Figure emblématique du cinéma et de la communauté afro-américaine, Sidney Poitier, originaire des Bahamas, fut le premier acteur noir à recevoir en 1964 la récompense suprême pour tout acteur : l’Oscar du meilleur acteur pour son rôle de Homer Smith dans le film « Le Lys des champs ».
Né aux Etats-Unis alors que sa mère y était en voyage, il a par le droit du sol la nationalité américaine. Toutefois, il passe ses 15 premières années sur l’île Cat aux Bahamas dans le village de ses parents. Dans l’espoir de lui faire fuir la délinquance, ses parents l’envoient à Miami rejoindre son frère. Sidney Poitier est alors confronté à l’Amérique ségrégationniste des années 40. Il quitte donc le Sud à 16 ans pour la progressiste New York où après avoir exercé des petits boulots alimentaires, il finit par intégrer l’American Negro Theater, grâce à des mois de travail. Il est rapidement repéré par un directeur de casting et décroche un petit rôle à Broadway.

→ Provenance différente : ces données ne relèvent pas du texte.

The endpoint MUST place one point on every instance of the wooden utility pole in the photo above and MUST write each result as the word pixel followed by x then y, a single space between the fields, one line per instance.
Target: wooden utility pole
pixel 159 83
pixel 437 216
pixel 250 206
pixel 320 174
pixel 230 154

Il obtient son premier rôle au cinéma à la fin des années 40 et ce sont les années 50 qui voient sa carrière se développer. Nommé une première fois aux Oscars en 1958 pour son rôle dans « La Chaîne », il lui faut attendre 1964 pour obtenir cette récompense tant convoitée.
Ce n’est certainement pas un hasard si Sidney Poitier fini par être reconnu pour son talent en cette année de 1964, car c’est également l’année de l’adoption du « Civil Rights Act », loi fédérale ayant permis la prohibition des lois & réglementations ségrégatives sur l’ensemble des Etats-Unis. Militant du Mouvement américain des droits civiques aux côtés de Rosa Parks, Malcom X, Martin Luther King et bien d’autres, Sidney Poitier a contribué à l’avancé des droits des afro-américains et a permis leur représentation aux yeux d’un large public international.
La filmographie de Poitier est riche et l’on serait tenté de conseiller de voir le film pour lequel il a été primé. Cependant, j’aimerais vous inviter à voir ou revoir « Graine de violence » sorti en 1955 dans lequel il interprète un jeune dans une banlieue pauvre, en prise avec la violence dont le destin sera changé grâce à la venue d’un jeune professeur plein d’entrain qui redonnera de l’optimisme à ses collègues démissionnaires et une lueur d’espoir à ces élèves désabusés. Film avant-gardiste pour son époque, il montre non seulement que l’éducation peut aider la jeunesse à s’émanciper et à s’extirper de sa condition, mais c’est également le premier film à mettre du rock’n’roll dans la bande originale avec « Rock Around the Clock » de Bill Haley et ses Comets.
Sidney Poitier nous a quitté en ce 6 janvier 2022 et laisse derrière lui une filmographie riche, reflet d’une époque.
Bien entendu, certains diront que ses rôles écrits et filmés par des blancs étaient quelque peu stéréotypés mais il a su les choisi et en tirer le meilleur afin de faire bouger les lignes, acte militant s’il en est dans une Amérique où le droit de vote ou encore le droit de choisir sa place dans un bus n’était pas envisageable pour une personne de couleur dans certains Etats.